Önceki sınav sistemlerini, yapılan değişiklikleri ve nedenlerini merak etmemişler. Tıpkı araştırmanın yapıldığı 2020 yılında geçerli sınav mevzuatını merak etmedikleri gibi. Bu mevzuata göre ADB için “50 sorulu/dört seçenekli” (geçme puanı 60) bir sınav yapılması gerekiyordu. Ama araştırmacılar sınavda kaç seçenekli/kaç soru sorulması gerektiğini merak etmeyip “sınav öncesi kursunda verilen konulardan en az 60 puan” almanın yeterli olduğunu belirtmişler. Oysa sınavı düzenleyen liman başkanlıkları hedef koyulan “Bir Milyon” rakamına ulaşabilmek adına farklı “keyfi uygulamalarla” belge “dağıttı”. Örneğin Gelibolu Liman Başkanlığı doğru/yanlış seçenekli sadece 20 soru, Güllük Liman Başkanlığı doğru yanlış seçenekli 20 soru+çoktan seçmeli 4 seçenekli 30 soru (toplam 50 soru), keza İstanbul Sefaköy/Beşyol Gemiadamları Sınav Merkezi yine aynı şekilde doğru/yanlış seçenekli 20 soru+4 seçenekli 30 soru (toplam 50 soru) sordu ya da İdareyle ilişkisi olanlara bürokratik işlemlere gerek kalmadan belge düzenlendi.
Araştırmacılar sınava başvuran adaylardan sınav sonucu belli olmadığı halde Belge Harcı’nın neden peşin olarak alındığını da merak etmemişler. Mevcut sınav yönetmeliğine aykırı olarak yapılan sınavları meşru kabul edip, usülsüzlükleri yok saymışlar. Yaptıkları ankette “katılımcıların %40’ı sağlanan kolaylıklar olmasa sınava girmeyeceğini” belirtmişken (soru 16), furya halinde (“her yol mubah seferberliği”) belge dağıtımını sistemin başarısı olarak sunmuşlar; %100 başarı sağlanan bir sınav/eğitim düzeninin koşullarını ve bu başarının nedenlerini sorgulamamışlar. Aksine “…eğitime katılan ve belge alan kişi sayısının son 2 yılda 522 bin kişi olması projenin başarılı olduğunun göstergesidir.” tesbitinde bulunmuşlar.

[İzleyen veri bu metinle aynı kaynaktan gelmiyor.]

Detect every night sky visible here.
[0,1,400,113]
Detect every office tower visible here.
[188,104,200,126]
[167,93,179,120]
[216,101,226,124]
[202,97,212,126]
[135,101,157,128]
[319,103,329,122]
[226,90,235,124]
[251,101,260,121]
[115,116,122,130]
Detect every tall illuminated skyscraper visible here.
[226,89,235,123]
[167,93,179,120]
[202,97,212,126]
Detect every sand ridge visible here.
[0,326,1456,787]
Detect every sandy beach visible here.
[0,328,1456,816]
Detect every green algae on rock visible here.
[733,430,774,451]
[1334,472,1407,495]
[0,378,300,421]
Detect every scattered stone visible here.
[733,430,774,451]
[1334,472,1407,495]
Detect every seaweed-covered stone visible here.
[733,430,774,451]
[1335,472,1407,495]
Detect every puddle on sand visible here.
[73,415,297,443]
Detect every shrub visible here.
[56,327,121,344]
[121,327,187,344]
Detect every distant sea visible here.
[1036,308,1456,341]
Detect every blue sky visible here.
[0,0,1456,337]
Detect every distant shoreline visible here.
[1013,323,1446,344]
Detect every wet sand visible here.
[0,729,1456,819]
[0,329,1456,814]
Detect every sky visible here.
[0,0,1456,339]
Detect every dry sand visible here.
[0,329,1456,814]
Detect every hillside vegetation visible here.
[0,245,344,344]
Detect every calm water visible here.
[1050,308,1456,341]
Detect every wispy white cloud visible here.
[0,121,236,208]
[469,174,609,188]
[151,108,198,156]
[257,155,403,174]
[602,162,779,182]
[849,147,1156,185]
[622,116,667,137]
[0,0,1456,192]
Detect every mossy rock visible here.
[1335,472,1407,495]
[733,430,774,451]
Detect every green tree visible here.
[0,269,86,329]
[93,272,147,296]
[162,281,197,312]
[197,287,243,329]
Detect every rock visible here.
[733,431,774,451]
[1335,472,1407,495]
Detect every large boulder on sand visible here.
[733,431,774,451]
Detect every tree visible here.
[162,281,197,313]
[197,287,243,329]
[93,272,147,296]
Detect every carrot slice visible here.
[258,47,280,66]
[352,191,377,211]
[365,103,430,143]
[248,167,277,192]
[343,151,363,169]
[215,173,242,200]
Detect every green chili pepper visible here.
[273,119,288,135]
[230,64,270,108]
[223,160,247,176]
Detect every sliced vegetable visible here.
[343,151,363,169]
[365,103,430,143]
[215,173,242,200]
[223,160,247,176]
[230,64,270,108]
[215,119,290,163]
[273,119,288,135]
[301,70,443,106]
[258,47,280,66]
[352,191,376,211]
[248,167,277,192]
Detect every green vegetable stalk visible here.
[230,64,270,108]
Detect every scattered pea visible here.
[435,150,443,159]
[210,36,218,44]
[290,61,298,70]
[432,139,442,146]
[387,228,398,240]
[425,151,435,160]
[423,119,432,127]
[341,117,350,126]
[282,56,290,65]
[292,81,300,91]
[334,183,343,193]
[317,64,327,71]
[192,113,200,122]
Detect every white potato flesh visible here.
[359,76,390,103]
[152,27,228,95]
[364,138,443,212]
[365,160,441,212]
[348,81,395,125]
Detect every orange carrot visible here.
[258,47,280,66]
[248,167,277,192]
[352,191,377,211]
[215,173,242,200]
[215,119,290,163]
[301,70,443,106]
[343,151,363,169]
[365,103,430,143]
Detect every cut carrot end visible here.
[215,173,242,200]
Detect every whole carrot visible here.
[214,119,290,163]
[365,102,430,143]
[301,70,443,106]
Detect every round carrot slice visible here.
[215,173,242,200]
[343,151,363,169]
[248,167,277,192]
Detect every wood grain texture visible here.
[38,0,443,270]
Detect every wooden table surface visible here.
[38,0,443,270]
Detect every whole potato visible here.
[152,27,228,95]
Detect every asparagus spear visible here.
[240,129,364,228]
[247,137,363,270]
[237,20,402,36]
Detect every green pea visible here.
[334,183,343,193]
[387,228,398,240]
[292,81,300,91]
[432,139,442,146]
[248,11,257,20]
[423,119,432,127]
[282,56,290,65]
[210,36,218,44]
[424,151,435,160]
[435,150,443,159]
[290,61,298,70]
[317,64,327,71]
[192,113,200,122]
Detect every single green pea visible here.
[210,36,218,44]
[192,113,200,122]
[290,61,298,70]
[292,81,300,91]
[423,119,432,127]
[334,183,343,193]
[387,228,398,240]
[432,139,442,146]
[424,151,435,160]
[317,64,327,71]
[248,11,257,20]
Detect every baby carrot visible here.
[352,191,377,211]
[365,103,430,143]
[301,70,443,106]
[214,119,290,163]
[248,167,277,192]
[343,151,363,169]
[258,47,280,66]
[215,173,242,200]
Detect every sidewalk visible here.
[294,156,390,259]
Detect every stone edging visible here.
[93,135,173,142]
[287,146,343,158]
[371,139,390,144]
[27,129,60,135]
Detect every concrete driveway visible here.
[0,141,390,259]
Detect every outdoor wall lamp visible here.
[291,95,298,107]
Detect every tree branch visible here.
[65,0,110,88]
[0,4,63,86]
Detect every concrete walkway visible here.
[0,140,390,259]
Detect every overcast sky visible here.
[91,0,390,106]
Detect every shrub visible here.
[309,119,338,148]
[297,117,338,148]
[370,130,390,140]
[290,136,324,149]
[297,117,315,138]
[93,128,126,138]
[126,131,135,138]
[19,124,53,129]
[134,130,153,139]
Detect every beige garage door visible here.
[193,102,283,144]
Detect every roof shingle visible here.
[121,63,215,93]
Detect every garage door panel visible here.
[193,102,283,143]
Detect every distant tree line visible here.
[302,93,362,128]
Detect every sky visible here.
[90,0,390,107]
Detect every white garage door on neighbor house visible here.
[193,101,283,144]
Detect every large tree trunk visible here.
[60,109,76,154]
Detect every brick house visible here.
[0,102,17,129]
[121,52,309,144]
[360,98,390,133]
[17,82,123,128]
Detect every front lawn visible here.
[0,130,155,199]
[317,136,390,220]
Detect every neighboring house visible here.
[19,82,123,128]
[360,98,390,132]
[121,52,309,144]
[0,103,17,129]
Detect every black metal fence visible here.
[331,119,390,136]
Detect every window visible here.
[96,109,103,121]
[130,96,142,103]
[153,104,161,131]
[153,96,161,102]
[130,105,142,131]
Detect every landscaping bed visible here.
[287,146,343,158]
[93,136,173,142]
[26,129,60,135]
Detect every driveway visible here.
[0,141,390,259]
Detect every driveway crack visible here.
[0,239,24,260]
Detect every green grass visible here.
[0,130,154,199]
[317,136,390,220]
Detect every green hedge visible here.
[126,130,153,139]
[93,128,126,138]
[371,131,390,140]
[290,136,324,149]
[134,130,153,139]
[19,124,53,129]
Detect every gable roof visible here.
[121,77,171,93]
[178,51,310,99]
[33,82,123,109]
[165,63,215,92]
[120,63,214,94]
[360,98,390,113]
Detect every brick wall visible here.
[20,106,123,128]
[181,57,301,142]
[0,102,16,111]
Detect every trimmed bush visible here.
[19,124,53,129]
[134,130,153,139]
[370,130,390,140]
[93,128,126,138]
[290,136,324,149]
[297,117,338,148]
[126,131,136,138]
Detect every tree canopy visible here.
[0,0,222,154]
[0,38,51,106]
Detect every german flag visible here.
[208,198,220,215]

Yüzde yüz başarı oranıyla sonuçlanan böyle bir sınav düzeninde katılımcılara sınav, eğitim, başarı gibi konularda soru sorarak gerçek bir araştırma yapmanın, tez hazırlamanın bir anlamı/değeri olabilir mi? Ayrıca yine tekrarlayayım: “…amatör-sportif denizciliğin geliştiği ülkelerde ehliyet sayısı bir başarı/gelişme ölçüsü olarak görülmez. …Ehliyet sayısının artışı denizi kullanan/denize çıkan insan sayısını göstermediği gibi insanların öğrenme düzeyinin de ölçüsü değildir. Belge değil öğrenilen/öğretilen bilgi değerlidir. Denizcilik, denizi kullanan/denize açılan, insan/tekne/sporcu/kulüp sayısını arttırmakla gelişir…”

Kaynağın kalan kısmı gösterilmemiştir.